Defect detection of the surface of wind turbine blades combining attention mechanism

The proposed work introduces a novel, lightweight feature fusion network model based on the attention mechanism to address the issues of high time consumption and poor effectiveness in wind turbine blade surface defect detection. A bidirectional feature fusion network enhances the YOLOX network. The model employs an attention mechanism module to learn channel and spatial feature information. A classification loss function with an attenuation factor is designed to tackle the unbalanced distribution of learning weights for multiple samples in the blade surface defect detection task. Additionally, to mitigate recognition loss caused by target occlusion or overlap, the Soft-NMS method is utilized to eliminate redundant detection boxes. Sample imbalance is addressed by creating new samples using a geometric transformation-based multi-sample fusion data enhancement method and unsupervised learning MFF-GAN image editing techniques. A feature fusion network comparison test, classification loss function comparison test, and attention mechanism module position ablation test were completed using the blade surface defect dataset.
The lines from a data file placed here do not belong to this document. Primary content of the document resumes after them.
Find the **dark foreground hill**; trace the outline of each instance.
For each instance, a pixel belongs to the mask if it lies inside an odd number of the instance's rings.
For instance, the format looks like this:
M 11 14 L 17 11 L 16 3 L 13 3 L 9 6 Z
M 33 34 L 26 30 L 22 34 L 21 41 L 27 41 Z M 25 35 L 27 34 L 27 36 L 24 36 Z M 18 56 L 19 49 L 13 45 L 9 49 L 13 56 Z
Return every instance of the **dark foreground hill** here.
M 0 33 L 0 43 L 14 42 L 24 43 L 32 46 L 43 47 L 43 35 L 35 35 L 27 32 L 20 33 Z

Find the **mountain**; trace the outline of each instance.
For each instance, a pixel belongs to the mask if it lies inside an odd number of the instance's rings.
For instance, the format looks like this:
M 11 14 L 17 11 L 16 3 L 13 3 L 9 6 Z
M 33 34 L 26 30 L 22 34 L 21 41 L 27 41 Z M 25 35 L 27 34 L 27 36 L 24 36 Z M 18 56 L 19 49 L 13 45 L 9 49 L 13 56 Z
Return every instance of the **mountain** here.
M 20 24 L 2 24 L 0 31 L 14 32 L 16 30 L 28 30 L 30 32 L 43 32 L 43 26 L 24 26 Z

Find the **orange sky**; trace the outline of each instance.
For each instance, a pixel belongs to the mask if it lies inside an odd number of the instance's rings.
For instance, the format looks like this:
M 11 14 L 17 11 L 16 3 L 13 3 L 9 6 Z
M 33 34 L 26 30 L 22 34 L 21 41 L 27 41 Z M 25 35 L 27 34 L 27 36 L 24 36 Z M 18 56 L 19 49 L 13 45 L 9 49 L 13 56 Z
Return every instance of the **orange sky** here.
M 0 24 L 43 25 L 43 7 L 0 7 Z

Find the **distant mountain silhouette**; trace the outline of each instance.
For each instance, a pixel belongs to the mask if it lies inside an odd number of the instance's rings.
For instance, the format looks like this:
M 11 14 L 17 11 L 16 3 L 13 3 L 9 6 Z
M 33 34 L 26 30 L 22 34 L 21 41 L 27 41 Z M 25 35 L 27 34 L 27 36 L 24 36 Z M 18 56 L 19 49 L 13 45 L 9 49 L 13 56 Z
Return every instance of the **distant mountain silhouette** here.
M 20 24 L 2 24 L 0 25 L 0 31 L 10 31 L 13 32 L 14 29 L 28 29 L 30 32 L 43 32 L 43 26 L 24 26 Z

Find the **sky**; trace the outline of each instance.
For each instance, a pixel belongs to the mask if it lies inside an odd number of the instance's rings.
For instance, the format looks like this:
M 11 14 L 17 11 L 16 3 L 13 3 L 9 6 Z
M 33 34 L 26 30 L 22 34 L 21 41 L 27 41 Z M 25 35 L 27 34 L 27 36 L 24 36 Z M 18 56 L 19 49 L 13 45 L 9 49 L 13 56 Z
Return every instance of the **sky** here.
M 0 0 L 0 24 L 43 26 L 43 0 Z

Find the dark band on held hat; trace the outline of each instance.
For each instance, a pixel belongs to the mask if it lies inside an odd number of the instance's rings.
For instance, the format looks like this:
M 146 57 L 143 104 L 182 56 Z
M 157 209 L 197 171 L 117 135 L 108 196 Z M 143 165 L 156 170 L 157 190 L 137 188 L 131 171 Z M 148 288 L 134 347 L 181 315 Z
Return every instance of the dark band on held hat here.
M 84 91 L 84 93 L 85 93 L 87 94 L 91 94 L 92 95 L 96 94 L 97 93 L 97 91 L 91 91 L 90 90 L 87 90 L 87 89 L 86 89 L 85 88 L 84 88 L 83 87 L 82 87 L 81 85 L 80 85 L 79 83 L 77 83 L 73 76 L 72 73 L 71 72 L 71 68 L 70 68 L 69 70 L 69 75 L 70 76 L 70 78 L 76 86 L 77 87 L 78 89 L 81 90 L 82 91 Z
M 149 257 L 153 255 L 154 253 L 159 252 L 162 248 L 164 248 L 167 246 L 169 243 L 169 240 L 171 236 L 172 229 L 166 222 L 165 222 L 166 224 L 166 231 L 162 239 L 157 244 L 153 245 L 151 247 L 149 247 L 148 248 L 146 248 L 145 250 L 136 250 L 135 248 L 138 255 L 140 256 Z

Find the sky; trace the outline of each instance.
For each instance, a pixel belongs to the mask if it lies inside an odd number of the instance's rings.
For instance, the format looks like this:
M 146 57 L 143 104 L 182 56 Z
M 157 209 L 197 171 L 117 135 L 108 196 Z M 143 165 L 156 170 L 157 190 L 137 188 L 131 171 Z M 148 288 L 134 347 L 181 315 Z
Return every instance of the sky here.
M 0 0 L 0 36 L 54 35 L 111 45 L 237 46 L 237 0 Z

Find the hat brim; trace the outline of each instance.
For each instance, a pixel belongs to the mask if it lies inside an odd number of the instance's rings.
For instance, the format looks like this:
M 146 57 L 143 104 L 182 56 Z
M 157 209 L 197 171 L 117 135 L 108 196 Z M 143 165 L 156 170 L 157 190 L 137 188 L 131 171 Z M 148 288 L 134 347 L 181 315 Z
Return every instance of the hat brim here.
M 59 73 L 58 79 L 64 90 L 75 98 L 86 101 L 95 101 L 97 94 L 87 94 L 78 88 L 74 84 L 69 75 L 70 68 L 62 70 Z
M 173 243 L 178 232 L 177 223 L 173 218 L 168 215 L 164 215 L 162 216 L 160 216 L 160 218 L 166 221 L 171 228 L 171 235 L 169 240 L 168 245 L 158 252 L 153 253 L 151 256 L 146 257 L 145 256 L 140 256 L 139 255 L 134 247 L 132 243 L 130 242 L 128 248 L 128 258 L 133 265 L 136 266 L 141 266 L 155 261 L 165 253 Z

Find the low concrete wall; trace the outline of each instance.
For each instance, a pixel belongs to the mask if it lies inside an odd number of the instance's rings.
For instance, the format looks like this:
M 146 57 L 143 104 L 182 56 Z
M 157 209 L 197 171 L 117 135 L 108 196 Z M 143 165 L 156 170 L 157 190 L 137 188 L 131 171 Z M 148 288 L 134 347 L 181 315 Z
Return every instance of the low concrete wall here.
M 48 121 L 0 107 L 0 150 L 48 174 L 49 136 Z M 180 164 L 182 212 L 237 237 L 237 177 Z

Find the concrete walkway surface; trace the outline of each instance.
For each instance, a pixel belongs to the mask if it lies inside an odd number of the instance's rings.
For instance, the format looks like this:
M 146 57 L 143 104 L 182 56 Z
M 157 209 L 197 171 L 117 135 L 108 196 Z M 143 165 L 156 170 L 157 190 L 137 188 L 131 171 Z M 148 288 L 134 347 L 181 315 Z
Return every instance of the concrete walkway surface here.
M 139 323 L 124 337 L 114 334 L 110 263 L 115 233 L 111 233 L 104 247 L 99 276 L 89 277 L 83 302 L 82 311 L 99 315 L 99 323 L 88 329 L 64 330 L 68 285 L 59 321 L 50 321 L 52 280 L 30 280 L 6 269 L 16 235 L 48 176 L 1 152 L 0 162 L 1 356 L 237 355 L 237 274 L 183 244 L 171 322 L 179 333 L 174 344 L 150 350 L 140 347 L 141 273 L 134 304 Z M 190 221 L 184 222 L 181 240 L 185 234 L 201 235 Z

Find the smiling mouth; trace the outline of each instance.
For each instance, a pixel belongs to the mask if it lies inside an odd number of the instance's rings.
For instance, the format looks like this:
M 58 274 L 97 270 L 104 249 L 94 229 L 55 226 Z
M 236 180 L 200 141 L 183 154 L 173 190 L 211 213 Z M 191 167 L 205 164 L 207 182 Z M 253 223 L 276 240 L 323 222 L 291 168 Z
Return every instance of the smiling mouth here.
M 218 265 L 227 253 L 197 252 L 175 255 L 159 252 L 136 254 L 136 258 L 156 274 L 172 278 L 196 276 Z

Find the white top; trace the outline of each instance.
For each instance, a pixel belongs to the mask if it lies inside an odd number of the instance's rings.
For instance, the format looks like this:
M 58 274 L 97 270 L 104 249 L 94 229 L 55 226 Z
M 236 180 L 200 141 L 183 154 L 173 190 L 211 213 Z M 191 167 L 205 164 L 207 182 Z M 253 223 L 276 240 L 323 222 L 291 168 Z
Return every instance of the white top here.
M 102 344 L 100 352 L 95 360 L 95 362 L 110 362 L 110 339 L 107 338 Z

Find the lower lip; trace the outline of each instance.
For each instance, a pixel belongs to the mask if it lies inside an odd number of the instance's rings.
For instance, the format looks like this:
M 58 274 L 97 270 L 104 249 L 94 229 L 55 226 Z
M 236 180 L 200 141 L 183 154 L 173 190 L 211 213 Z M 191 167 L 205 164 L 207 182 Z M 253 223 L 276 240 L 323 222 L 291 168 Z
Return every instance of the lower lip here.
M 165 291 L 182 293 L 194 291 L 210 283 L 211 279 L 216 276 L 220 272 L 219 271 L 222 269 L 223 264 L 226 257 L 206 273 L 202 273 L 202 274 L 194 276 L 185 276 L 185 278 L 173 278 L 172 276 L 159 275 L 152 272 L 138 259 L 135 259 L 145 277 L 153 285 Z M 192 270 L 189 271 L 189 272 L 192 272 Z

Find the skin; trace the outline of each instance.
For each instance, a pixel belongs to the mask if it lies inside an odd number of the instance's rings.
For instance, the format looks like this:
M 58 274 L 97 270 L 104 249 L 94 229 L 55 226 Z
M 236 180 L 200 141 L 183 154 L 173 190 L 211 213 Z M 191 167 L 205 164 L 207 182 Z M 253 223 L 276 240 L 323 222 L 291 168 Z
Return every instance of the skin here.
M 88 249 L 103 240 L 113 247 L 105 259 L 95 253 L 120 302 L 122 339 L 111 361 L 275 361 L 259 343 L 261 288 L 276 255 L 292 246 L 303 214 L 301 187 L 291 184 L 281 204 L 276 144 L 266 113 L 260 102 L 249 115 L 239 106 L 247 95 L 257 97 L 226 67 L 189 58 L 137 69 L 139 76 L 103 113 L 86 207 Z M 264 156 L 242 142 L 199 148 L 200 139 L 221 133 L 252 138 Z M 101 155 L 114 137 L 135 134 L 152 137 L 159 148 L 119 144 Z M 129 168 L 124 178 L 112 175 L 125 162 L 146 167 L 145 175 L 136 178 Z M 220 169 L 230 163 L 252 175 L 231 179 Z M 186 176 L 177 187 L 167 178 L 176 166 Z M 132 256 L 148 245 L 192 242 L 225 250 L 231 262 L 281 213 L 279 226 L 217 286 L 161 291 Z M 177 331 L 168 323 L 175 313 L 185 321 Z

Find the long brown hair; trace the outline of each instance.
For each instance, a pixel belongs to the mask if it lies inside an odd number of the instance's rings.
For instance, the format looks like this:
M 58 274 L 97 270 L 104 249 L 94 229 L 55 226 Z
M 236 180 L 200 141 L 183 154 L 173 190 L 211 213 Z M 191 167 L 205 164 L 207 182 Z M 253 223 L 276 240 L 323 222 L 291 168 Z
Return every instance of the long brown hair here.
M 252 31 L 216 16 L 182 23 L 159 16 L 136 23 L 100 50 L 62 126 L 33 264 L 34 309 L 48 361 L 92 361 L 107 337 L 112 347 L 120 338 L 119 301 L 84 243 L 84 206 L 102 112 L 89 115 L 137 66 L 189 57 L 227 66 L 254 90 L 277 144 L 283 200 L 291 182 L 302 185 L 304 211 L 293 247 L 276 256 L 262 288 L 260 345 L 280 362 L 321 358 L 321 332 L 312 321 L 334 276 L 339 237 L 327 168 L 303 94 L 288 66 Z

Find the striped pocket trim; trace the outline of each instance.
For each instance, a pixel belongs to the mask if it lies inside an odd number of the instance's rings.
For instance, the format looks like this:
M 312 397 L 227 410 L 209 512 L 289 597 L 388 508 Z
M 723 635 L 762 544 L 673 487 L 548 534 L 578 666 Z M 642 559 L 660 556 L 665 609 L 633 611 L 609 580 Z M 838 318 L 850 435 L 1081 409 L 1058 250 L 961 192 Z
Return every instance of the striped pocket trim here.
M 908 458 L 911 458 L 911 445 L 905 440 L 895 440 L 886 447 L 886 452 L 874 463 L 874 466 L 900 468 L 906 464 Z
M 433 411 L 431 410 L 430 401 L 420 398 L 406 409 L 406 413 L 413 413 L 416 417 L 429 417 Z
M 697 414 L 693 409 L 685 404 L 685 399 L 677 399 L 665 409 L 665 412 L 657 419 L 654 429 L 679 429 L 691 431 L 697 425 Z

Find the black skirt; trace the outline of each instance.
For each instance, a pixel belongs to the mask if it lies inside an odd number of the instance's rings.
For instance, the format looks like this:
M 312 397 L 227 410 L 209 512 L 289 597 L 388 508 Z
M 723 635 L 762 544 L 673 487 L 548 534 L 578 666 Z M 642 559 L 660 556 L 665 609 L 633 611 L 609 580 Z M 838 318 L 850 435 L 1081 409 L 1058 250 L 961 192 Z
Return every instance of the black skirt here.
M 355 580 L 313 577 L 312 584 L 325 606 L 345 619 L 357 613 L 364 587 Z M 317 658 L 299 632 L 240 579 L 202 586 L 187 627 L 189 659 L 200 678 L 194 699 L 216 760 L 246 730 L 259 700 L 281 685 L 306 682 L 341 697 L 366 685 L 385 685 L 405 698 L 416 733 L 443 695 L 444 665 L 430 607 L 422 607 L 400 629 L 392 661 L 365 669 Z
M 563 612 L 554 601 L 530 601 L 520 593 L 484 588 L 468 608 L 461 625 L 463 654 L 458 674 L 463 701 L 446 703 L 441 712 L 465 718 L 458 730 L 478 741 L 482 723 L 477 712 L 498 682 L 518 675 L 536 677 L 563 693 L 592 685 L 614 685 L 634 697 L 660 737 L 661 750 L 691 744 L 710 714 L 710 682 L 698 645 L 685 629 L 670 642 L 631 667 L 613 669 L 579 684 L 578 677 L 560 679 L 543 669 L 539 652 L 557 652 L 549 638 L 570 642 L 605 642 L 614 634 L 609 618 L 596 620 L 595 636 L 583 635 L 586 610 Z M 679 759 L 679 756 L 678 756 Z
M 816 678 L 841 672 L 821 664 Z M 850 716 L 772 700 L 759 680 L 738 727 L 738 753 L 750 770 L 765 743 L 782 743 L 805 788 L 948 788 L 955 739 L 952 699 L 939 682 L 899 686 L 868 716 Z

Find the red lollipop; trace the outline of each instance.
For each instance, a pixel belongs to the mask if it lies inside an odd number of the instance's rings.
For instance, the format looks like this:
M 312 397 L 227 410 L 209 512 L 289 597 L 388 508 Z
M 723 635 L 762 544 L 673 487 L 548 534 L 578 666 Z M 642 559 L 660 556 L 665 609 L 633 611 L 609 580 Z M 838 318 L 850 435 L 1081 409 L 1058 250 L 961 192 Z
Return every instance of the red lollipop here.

The results indicate that the blade surface defect detection model incorporating the attention mechanism can effectively identify five types of defects with an average detection accuracy of mAP-0.5, achieving approximately 95.03 % and a detection frame rate of about 54.56 frame·s−1. Compared with the YOLOX-s network, YOLOv7-tiny network, and YOLOv8-s network, this model can improve the recognition rate and shorten the detection time, achieving high precision and rapid identification and localization of blade surface defects.